I get the sense that anything I post here is mere mental masturbation.


----------



## SullyND (Dec 30, 2004)

Up at the top of the page: "This site is not part of TiVo, Inc."
Down at the bottom: "This site is not owned or operated by TiVo Inc."


----------



## HomeUser (Jan 12, 2003)

Who knows if the Suggestions from here are used... it does not hurt to share IAC.

How about the FSI?


----------



## tivogurl (Dec 16, 2004)

SullyND said:


> Up at the top of the page: "This site is not part of TiVo, Inc."
> Down at the bottom: "This site is not owned or operated by TiVo Inc."

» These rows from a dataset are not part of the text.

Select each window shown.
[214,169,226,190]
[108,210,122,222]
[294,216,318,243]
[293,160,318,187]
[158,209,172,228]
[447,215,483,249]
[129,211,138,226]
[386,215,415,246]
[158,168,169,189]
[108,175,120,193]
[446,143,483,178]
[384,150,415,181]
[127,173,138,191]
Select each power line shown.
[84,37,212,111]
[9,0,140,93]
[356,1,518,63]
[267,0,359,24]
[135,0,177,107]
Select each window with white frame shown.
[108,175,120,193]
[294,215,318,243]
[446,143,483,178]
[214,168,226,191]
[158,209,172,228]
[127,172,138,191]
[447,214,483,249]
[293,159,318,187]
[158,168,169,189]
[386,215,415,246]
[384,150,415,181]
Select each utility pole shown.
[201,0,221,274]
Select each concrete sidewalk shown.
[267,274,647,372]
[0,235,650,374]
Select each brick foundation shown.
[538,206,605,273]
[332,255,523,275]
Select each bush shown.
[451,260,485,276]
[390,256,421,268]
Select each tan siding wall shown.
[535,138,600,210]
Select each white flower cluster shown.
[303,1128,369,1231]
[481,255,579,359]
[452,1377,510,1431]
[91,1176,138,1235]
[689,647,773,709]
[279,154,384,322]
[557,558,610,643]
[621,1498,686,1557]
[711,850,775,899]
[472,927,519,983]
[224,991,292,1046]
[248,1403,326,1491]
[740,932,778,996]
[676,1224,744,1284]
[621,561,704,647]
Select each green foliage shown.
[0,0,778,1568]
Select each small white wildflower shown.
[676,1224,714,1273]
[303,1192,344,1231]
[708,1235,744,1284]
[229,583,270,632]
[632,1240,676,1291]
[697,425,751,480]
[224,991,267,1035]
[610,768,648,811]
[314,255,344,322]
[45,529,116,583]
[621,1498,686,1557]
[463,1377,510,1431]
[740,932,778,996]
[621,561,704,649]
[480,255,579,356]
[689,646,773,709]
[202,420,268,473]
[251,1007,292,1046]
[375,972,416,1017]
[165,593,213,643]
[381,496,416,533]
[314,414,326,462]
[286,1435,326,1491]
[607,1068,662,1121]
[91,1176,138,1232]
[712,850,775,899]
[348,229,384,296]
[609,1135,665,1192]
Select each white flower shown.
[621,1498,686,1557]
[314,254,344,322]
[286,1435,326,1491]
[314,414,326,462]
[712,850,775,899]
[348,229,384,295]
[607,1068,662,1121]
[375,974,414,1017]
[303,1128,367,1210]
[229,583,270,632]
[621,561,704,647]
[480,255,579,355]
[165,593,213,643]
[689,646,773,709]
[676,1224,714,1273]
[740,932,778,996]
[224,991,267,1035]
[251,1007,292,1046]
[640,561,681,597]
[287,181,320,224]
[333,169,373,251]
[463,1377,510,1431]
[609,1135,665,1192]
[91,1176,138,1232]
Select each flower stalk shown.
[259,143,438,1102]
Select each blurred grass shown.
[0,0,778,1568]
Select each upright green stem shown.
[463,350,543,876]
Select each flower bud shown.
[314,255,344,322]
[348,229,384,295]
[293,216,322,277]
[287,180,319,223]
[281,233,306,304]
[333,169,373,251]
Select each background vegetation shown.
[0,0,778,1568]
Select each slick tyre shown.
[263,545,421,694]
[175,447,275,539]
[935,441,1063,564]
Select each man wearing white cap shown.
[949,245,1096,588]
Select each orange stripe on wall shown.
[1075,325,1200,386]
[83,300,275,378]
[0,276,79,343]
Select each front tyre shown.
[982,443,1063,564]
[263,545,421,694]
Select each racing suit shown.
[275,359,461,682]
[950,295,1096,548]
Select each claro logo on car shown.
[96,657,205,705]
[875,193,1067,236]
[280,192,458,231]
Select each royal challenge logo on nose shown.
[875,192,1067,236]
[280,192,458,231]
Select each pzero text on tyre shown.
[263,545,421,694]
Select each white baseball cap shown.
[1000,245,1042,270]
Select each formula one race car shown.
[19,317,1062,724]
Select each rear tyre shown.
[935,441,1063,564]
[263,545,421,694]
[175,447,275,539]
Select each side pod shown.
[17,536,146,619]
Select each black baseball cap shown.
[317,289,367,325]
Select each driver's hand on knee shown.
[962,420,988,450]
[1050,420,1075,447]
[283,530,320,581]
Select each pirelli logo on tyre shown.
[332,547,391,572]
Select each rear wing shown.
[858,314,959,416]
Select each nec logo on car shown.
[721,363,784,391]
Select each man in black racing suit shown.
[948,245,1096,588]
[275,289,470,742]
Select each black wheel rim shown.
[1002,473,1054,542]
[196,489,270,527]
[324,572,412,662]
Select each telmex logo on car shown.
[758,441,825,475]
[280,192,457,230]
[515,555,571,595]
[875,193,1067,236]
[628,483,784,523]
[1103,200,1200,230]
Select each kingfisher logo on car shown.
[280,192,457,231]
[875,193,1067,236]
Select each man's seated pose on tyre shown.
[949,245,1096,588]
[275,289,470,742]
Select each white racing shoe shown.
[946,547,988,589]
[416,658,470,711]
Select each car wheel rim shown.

That didn't stop them from having an official presence here, at one time. Doesn't stop them from using our suggestions either, though it appears they don't and never have.


----------



## tomhorsley (Jul 22, 2010)

They certainly never seemed to pay any attention to the suggestion list on the official TiVo web pages, not even the ones that were suggested so often they had gathered them into a list where you could just say "me too".


----------



## jjd_87 (Jan 31, 2011)

I got a suspension here once. Does that count?


----------



## bshrock (Jan 6, 2012)

HomeUser said:


> How about the FSI?


What is FSI? Seems familiar like I should know it.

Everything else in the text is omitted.